O catolicismo era a religião oficial do Estado e o Imperador também chefe da
Igreja. A criação de dioceses, paróquias e capelanias, exigia a chancela das
autoridades civis. A nomeação dos bispos, párocos e capelães e demais postos da
hierarquia, dependiam da aprovação das autoridades do Estado. A união entre a
Igreja e o Estado, sendo a religião
católica a oficial, fez com que as demais fossem apenas toleradas e
determinados atos seus considerados à margem da lei. Aos protestantes
vedava-se, por ex., o sepultamento em cemitérios públicos, os prédios em que
oficiavam seus cultos eram proibidos de ostentar sinais externos de templo e
seus matrimônios considerados ilegítimos
ou concubinato. Sob muitos aspectos essa realidade condenou os imigrantes
protestantes à marginalização. Com o correr dos anos alguns arranjos e algumas
brechas na legislação fizeram com que as décadas finais do Império, fossem
menos desconfortáveis para os protestantes. Em poucas palavras, os católicos
encontraram uma Igreja submissa e dependente dos caprichos dos governantes e
administradores civis. A doutrina, a fé e os bons costumes pouco ou nada
contavam ou decidiam. O Imperador era, de fato, a autoridade maior, enquanto
Roma contentava-se com a ratificação os
atos dos detentores do poder, tanto civil quanto eclesiástico.
Para os imigrantes
vindos da Europa do Norte e Central o tipo de clero que respondia pela cura das
almas deve ter no mínimo causado surpresa. A disciplina clerical não era seu
forte. Um grande número de sacerdotes era filiado à maçonaria. Outros tantos
entregavam-se a atividades políticas, outros eram fazendeiros ou
dedicavam-se qualquer outra ocupação,
menos a efetiva cura de almas. No seu quotidiano como párocos os sacerdotes
dependiam da vontade dos políticos, dos detentores do poder econômico, que ditavam e impunham as
normas nas freguesias, nas capelanias e nas confrarias.
Os milhares de
quilômetros que separavam os sacerdotes
nas suas estações pastorais da
sede episcopal, até a década de 1850, no Rio de Janeiro, impediam o bispo de
exercer um mínimo de vigilância e dar conforto. O clero estava
entregue a si mesmo. E não é de admirar que se deixasse influenciar e, na
maioria dos casos, fosse vítima do clima profano em que vivia. A atividade
pastoral limitava-se ao cumprimento da rotina burocrática de batizar, legitimar
os matrimônios e encomendar os defuntos, rezar missas e presidir as cerimônias
e festividades religiosas. Mesmo nessas
funções via-se coagido a observar os costumes e rituais impostos pelas
lideranças leigas da freguesia que, na maioria dos casos, pouco ou nada tinham
a ver com autêntico catolicismo.
Nessas
circunstâncias de abandono e, ao mesmo tempo, tutela tirânica do Estado e do
espírito mundano laico, entende-se que a disciplina clerical sofresse sérios arranhões. A
participação de sacerdotes nos acontecimentos profanos e da vida mundana e a
não observância do celibato, tornaram quase regra. O sacerdote vivendo com uma
companheira e com filhos já não causava surpresa. A situação não era só tolerada como aprovada e aceita
pelos fiéis. O clero costumava envolver-se em negócios profanos, amealhando em
muitos casos fortunas apreciáveis e exercendo grande influência política.

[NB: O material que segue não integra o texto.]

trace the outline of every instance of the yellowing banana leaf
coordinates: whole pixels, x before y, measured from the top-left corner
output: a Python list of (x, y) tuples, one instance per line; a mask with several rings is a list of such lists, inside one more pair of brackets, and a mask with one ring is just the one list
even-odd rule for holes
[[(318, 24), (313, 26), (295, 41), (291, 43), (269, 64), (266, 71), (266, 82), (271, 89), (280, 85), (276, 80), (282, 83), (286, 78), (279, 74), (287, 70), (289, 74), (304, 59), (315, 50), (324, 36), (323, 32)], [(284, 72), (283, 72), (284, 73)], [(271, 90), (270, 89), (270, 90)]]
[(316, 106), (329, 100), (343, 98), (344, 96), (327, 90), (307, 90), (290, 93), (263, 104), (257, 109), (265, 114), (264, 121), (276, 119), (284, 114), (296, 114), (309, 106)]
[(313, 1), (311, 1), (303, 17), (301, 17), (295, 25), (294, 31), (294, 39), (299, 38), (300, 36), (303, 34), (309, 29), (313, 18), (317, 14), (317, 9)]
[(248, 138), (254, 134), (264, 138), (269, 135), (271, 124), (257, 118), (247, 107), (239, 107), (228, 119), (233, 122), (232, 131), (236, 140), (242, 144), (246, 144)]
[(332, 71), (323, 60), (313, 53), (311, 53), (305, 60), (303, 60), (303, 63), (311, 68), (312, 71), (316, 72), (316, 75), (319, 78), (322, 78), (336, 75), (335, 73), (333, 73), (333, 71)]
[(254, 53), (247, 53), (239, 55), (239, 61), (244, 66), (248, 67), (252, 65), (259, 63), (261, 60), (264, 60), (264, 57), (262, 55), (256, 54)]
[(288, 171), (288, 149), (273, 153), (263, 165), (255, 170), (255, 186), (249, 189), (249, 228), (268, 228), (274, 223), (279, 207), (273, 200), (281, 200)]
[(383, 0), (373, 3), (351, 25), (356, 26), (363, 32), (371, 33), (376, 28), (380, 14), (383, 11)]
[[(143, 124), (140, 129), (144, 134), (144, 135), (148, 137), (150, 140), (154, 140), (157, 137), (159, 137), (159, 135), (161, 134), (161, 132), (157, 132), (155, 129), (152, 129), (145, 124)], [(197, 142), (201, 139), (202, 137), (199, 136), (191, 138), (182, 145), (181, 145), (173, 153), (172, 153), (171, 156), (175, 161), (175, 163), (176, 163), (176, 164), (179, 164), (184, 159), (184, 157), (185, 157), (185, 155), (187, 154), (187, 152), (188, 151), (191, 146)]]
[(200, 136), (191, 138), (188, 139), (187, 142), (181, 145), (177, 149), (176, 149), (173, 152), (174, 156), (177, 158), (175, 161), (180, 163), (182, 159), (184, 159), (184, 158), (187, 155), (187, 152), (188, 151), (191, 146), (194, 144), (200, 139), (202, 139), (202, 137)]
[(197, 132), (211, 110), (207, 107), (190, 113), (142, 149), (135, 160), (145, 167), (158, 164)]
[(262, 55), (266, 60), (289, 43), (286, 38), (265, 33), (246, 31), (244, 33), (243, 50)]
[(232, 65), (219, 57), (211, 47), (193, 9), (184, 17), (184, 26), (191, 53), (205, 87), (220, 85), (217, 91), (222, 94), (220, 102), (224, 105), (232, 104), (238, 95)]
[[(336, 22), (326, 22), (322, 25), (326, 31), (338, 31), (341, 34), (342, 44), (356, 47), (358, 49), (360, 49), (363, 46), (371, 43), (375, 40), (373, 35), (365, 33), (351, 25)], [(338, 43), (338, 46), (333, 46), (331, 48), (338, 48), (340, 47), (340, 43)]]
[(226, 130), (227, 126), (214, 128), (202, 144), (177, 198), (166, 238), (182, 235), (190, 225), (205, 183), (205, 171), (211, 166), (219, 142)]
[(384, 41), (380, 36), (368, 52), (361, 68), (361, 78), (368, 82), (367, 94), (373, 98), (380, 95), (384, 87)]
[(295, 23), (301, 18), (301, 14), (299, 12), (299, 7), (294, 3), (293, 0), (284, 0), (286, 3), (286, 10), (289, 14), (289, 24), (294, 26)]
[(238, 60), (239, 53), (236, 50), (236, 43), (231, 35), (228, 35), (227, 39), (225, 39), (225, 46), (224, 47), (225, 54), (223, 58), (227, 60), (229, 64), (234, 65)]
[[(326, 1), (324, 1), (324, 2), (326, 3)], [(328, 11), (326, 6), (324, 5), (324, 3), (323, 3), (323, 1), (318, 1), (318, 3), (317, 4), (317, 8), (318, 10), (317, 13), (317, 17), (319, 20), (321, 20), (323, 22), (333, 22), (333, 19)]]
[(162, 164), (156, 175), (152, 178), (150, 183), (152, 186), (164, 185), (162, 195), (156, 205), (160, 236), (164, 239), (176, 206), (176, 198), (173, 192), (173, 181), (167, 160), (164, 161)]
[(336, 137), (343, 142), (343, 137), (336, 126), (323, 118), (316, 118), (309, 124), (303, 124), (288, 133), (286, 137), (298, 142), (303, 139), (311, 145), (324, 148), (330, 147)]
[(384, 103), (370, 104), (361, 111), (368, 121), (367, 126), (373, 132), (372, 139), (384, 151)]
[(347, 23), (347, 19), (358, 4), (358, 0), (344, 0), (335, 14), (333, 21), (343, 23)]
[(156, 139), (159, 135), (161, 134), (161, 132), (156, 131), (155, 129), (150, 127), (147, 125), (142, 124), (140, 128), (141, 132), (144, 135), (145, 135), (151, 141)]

Nessas circunstâncias a Igreja como
instituição desempenhava o papel todo peculiar. Quem de fato mandava na
freguesia eram as lideranças locais, os chefes políticos, os donos do poder
econômico, os comandantes das guarnições militares, os provedores das
irmandades, etc. As práticas do culto, as cerimônias e os rituais, atendiam,
antes de mais nada, aos caprichos dos e não às exigências do culto divino.
Sacerdotes pouco ou nada recomendáveis pela conduta pessoal, celebravam a missa
e administravam os sacramentos, conforme as normas ditadas pelos mandatários de
plantão. Em sua prédicas nas missas e falas por ocasião de batizados,
matrimônios e encomendações discorriam sobre o que agradava aos presentes. Não
havia espaço para uma verdadeira vida sacramental. Predominavam festas e
procissões ruidosas, nas quais o profano costumava mascarar o religioso.
Em resumo. Os
imigrantes encontraram uma Igreja que exibia os defeitos e sofria dos vícios e
distorções que o regime do padroado terminou por imprimir. A seu serviço
encontrava-se um clero, distante e alheio aos
princípios doutrinários e preceitos disciplinares, ditados por Roma.
Encontraram uma Igreja sufocada por uma mentalidade que se esgotava em rituais
e manifestações mais profanas do que religiosas. Encontraram uma Igreja carente da verdadeira piedade,
carente de fé, carente de vida sacramental.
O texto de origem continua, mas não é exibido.